Любимцем всей богадельни был крошка мосье Альфонс, француз невероятно маленького роста, который жил за двумя синими занавесками в углу большой общей спальни на шестьдесят человек. Ни у одной другой кровати не было занавесок - этой привилегией пользовался лишь мосье Альфонс, старейший обитатель богадельни. Он утверждал, что ему семьдесят пять лет; сестры полагали, что ему за восемьдесят, а я, судя но состоянию его артерий, считал, что ему под девяносто. Он явился сюда несколько лет назад неизвестно откуда с маленьким саквояжем в руке, в ветхом сюртуке и в цилиндре. Все дни он проводил за своими занавесками, старательно уединяясь от остальных обитателей спальни, и появлялся на людях только по воскресеньям, когда, с цилиндром в руке, торжественно шествовал в часовню. Никто не знал, чем он занимается за своими занавесками. Сестры, приносившие ему тарелку супу или чашку кофе (еще одна привилегия), рассказывала, что он обычно сидит на кровати и перебирает бумаги в своем саквояже или чистит цилиндр. Мосье Альфонс придерживался строгого этикета, когда принимал гостей. Сначала надо было постучать о стоящий возле кровати столик. Тогда он старательно убирал бумаги в чемодан, восклицал тонким голоском "войдите!" и извиняющимся жестом приглашал гостя занять место рядом с ним на кровати. Мои посещения, по видимому, были ему приятны, и вскоре мы стали большими друзьями. Все мои старания узнать что-нибудь о его прошлом казались бесплодными - мне было известно, что он француз, но, как мне казалось, не парижанин. Он не знал ни слова по-итальянски и не имел ни малейшего представления о Риме. Даже в соборе Святого Петра он небыл ни разу, хотя собирался сходить туда, "как-нибудь, когда выдастся свободная минута". Сестры утверждали, что он не пойдет туда - и никуда не пойдет, хотя сил на это у него вполне хватило бы. А не выходит он по четвергам (в этот день мужчинам разрешалось гулять в городе) потому, что его сюртук и цилиндр находятся в плачевном состоянии, которое постоянная чистка только усугубляла.

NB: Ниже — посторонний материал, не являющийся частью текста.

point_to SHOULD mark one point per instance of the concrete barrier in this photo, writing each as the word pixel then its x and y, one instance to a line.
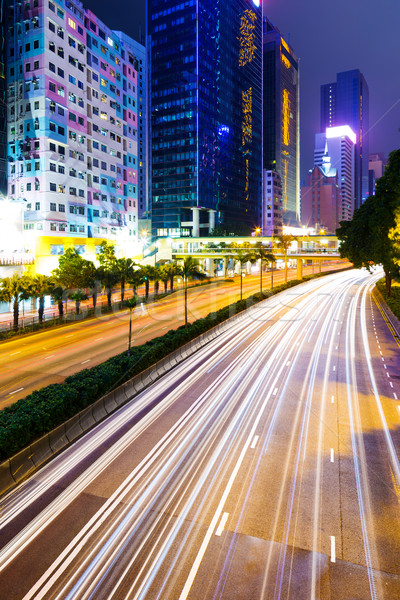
pixel 41 450
pixel 21 464
pixel 6 479
pixel 86 418
pixel 58 438
pixel 73 428
pixel 98 411
pixel 109 403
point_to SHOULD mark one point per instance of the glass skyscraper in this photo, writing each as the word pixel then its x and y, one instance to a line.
pixel 205 115
pixel 281 138
pixel 346 102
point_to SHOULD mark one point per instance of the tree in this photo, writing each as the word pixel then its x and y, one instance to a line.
pixel 243 258
pixel 125 268
pixel 130 303
pixel 57 293
pixel 372 236
pixel 188 269
pixel 42 286
pixel 164 276
pixel 262 254
pixel 108 270
pixel 78 296
pixel 148 273
pixel 284 242
pixel 14 289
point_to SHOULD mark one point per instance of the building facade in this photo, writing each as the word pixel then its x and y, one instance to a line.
pixel 346 102
pixel 376 165
pixel 272 204
pixel 334 152
pixel 281 118
pixel 3 102
pixel 205 115
pixel 72 126
pixel 321 201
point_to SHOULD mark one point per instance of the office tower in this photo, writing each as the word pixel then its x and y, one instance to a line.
pixel 321 201
pixel 281 118
pixel 3 105
pixel 206 149
pixel 72 127
pixel 139 52
pixel 334 152
pixel 376 166
pixel 272 204
pixel 346 102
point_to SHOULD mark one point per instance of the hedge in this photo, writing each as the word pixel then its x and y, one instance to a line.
pixel 29 418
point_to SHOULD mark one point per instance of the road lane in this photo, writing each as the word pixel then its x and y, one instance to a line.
pixel 218 481
pixel 98 339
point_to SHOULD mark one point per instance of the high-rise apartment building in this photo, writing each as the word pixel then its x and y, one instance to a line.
pixel 334 153
pixel 321 201
pixel 346 102
pixel 205 115
pixel 72 125
pixel 3 105
pixel 272 204
pixel 281 118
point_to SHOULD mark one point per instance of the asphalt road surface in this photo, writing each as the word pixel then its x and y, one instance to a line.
pixel 34 361
pixel 266 466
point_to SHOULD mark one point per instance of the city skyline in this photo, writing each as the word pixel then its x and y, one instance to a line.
pixel 347 42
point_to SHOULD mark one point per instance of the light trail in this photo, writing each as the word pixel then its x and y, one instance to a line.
pixel 248 412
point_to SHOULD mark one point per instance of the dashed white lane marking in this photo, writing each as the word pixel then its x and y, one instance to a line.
pixel 254 442
pixel 222 523
pixel 15 391
pixel 333 549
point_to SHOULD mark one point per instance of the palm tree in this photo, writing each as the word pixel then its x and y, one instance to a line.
pixel 284 242
pixel 136 279
pixel 78 296
pixel 130 303
pixel 262 254
pixel 57 293
pixel 189 268
pixel 14 289
pixel 148 273
pixel 125 269
pixel 164 276
pixel 242 258
pixel 42 286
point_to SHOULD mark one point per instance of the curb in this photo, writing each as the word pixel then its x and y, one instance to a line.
pixel 27 461
pixel 393 321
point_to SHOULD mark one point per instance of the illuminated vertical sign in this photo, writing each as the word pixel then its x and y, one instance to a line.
pixel 247 38
pixel 247 120
pixel 285 118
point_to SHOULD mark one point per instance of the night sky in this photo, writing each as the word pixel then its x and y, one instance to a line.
pixel 327 37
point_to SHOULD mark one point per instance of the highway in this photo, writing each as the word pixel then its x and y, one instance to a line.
pixel 34 361
pixel 265 466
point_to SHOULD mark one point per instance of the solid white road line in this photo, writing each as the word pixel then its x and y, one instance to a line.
pixel 254 442
pixel 222 523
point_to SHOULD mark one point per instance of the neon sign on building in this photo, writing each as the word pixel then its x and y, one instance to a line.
pixel 247 121
pixel 247 37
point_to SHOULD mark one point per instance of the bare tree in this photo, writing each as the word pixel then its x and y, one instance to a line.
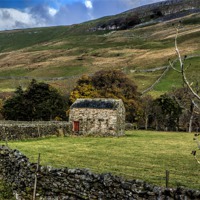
pixel 182 70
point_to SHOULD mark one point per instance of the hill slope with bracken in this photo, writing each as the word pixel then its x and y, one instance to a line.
pixel 60 55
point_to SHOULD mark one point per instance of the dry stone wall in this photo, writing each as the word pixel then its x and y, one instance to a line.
pixel 16 130
pixel 77 184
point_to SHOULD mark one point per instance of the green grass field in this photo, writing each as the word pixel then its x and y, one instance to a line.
pixel 142 155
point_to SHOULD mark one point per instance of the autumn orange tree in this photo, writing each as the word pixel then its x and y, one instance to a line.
pixel 110 84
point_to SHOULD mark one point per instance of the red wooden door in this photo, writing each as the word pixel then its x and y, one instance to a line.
pixel 76 126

Знаменательный день, когда мосье Альфонс примерил цилиндр питтсбургского миллионера и его новехонький, сшитый по последней американской моде сюртук, положил начало заключительной и, быть может, самой приятной главы жизни этого старичка. Из всех палат сбежались сестры, и даже настоятельница, показалась у подъезда, когда в следующий четверг мосье Альфонс садился в мою элегантную коляску, торжественно приподнимая свой новый цилиндр перед восхищенными зрителями.